The Universidad San Francisco de Quito, Ecuador
Seated high in the Andes Mountains, the Ecuadorian capital of Quito is home to more than 2.5 million residents, and this fall, to exactly one number theorist. Professor Nathan Ryan, mathematics, spent months acclimating to the thin Andean air (Quito is more than 9,000 feet above sea level, nearly twice as high as Denver) and working at Universidad San Francisco de Quito.
What He’s Doing:
As the first Fulbright mathematician in Ecuador in a decade, Ryan shared his expertise by teaching facets of math not offered there. He also continued his research on number theory, a branch of math that has origins in mysticism and is essential to modern cryptography.
What He Loves:
South America has been his second home since childhood, when he hopped between Venezuela, Panama and Argentina while his parents worked for the U.S. State Department. A previous Fulbright in 2009 and a National Science Foundation-supported sabbatical in 2014–15 took him to Montevideo, Uruguay, to collaborate on number theory research.

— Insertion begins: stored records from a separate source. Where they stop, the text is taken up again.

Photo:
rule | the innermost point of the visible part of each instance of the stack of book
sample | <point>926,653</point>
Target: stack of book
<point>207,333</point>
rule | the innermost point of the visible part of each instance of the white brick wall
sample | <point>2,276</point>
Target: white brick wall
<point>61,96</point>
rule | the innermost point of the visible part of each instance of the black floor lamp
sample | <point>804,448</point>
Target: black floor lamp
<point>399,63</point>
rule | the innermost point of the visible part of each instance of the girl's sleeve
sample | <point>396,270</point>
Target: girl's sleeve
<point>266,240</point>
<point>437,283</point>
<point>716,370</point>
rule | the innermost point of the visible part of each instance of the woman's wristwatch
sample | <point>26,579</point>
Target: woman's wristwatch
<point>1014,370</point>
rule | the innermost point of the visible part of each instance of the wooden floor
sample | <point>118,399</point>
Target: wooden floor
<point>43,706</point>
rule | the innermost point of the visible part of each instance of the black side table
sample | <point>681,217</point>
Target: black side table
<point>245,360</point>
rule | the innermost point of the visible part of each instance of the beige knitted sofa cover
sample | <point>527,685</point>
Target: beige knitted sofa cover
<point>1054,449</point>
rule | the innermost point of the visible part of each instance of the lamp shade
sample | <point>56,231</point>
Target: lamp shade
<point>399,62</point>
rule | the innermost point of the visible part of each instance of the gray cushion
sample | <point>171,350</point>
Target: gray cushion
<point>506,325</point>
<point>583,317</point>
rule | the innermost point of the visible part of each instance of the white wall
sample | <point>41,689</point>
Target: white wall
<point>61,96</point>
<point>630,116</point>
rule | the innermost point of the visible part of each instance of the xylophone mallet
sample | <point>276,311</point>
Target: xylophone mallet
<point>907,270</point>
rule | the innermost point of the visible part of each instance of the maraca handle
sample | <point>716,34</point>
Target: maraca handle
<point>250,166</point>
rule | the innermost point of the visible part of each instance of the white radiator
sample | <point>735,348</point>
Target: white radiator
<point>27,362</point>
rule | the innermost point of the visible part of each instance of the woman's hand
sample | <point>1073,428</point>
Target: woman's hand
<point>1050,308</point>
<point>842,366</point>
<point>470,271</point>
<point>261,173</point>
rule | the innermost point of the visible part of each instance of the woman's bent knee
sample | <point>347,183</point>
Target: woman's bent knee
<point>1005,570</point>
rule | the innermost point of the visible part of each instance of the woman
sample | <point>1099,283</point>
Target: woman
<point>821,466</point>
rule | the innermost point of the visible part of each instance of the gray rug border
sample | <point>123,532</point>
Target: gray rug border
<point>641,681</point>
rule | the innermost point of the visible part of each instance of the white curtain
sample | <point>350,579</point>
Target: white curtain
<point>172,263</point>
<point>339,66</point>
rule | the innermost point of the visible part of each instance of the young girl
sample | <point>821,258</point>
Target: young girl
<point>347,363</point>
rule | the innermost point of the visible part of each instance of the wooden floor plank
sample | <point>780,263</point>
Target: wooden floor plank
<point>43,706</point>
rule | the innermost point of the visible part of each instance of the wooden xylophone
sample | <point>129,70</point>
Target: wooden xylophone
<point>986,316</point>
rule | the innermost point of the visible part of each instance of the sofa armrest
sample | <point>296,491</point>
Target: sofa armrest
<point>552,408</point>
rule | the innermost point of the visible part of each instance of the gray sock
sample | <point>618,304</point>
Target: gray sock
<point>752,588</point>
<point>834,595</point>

The Universidad San Francisco holds special appeal for Ryan as the only fully private, liberal arts university in South America. “I am a complete liberal-arts-trained person,” Ryan says. “I went to a small liberal arts college. I went to grad school at Dartmouth, which is not a big research place. And I teach at Bucknell, right? So the fact that this is a liberal arts college was attractive to me from the beginning.”